Le 13 janvier 2005, par Lézard Vert,
Un jour, j’ai décidé d’ouvrir une boîte aux lettres qui ne devait pas l’être. Quelque chose d’étrange s’est alors produit.
Dans mon ancien immeuble, il y avait une grande boîte pour les colis, dont personne ne se servait jamais puisque les colis qui ne rentrent pas dans les boîtes individuelles doivent être délivrés en main propre. Les prospectus s’y accumulaient. Or je pousse parfois la "maniaquerie" qui me caractérise jusqu’à faire le ménage dans des lieux qui ne m’appartiennent pas vraiment.
Un jour, en fin d’après-midi, en rentrant chez moi, je décidai d’ouvrir cette boîte et de jeter les publicités qui devaient s’y trouver.
A ma grande surprise, je tombe sur un épais agenda. Il était plein de feuilles pliées et surtout, de chèques bancaires ! Sur les pages elles-mêmes, des noms et des adresses, des montants, des additions. Je suis profondément intrigué. Pour ne pas passer pour un voleur, je monte dans mon studio pour examiner l’objet discrètement.
Inutile de dire que je me sens dans la peau d’Amélie Poulain découvrant la boîte en fer-blanc derrière un mur.
Plusieurs idées me viennent. De toute façon, je me dis que cet agenda doit revenir à son propriétaire, dont j’imagine déjà la joie. Je me dis qu’il faut peut-être que je l’apporte au commissariat : je me vois déjà impliqué dans une enquête policière passionnante.
Puis je trouve des tampons sur les chèques, avec le nom d’une entreprise de produits bios. Je préfère alors l’idée d’aller rendre l’agenda en main propre, pour savourer la réaction de celui à qui il manquait. Sur le tampon, il y a une adresse. C’est à cinq cents mètres de chez moi. Je pars...
En me rapprochant du numéro d’immeuble indiqué, je reconnais une boutique devant laquelle j’étais passé de nombreuses fois, sur le chemin de ma station de métro. Un tout petit magasin d’aliments bios !
J’entre, au moment où une cliente sort, en pleine discussion avec la patronne. Celle-ci est une petite dame brune, assez âgée, à l’accent pied-noir. Je lui montre l’agenda et lui explique que je l’ai trouvé.
D’abord sa réaction me vexe :
« Pourquoi vous avez ça, vous ?! »
Je réexplique, sans un mot de plus, en prenant un ton assez froid. Après quelques phrases échangées, elle finit par me faire confiance. Elle soupire :
« Je suis très émue, vous savez ! J’ai perdu plus d’un million... » Elle parle d’anciens francs.
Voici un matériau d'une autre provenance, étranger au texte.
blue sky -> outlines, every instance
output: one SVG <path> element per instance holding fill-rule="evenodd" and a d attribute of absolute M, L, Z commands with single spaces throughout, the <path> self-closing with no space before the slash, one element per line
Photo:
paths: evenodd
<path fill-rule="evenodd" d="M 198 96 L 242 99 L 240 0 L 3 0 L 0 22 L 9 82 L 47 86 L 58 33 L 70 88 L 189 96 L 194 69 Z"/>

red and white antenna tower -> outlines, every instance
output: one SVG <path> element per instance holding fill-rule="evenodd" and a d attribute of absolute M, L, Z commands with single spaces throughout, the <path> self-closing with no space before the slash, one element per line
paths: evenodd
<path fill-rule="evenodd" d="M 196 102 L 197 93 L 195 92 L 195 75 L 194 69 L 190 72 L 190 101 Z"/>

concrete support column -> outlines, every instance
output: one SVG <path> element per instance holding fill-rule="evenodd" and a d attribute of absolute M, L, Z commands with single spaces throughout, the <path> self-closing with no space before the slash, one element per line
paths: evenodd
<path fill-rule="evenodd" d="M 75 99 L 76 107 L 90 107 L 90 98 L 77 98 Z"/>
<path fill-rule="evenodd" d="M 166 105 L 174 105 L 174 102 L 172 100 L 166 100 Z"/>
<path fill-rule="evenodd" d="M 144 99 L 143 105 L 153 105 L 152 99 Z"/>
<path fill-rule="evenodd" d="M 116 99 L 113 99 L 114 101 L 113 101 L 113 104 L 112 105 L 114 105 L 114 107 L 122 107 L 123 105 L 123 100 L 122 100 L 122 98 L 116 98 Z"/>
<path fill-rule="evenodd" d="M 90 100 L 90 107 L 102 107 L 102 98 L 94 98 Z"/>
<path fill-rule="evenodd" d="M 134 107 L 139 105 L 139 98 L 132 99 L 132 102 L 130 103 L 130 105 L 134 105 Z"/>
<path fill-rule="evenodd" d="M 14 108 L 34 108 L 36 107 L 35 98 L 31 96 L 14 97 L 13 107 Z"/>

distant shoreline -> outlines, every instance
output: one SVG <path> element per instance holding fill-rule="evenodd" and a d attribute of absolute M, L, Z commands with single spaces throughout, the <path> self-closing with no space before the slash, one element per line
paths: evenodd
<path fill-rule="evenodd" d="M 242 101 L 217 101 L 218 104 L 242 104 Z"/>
« Ca me fait vraiment bizarre. J’en ai même la tête qui tourne. »
La vieille dame me prend la main pour que je voie que les siennes sont glacées.
Puis elle raconte petit à petit. Je comprends qu’un ancien employé à elle est entré, un jour, par l’arrière-salle, et a volé l’agenda contenant tous les chèques non encaissés, sans qu’elle s’en rende compte. Avec de l’argent liquide.
« Vous avez porté plainte ? »
« Non, je peux pas ! » dit-elle d’une voix un peu plus basse.
Je comprendrai seulement plus tard qu’elle payait son employé au noir, comme cela arrive souvent.
Elle est pleine de reconnaissance, tout en gardant son expression revèche. D’abord elle veut me donner "un petit billet". Puis comme je refuse, gêné, elle m’invite à me servir dans sa boutique. J’opte pour un simple sachet de raisins secs. Elle y rajoute plusieurs autres sachets de fruits secs, des pommes (bios !) et des tablettes de chocolat noir. Et un bocal de bonbons au miel.
Puis elle me demande ce que je fais de ma vie. Je suis étudiant. Ne voudrais-je pas travailler un peu pour elle ? Pour me faire un peu d’argent ?
Tout d’un coup, j’ai l’impression de m’être fait une amie pour la vie. Elle me donne la carte de sa boutique, m’indique son prénom. Me demande de passer la voir, si je veux travailler. Elle me dit même, quand nous nous serrons la main, que j’ai les mains moites et qu’à mon âge, c’est mauvais signe. C’est signe de nervosité. Je dois revenir, elle me donnera des produits qui me soigneront ça.
Je finis par repartir. Avec le sentiment que je n’ai pas perdu ma journée.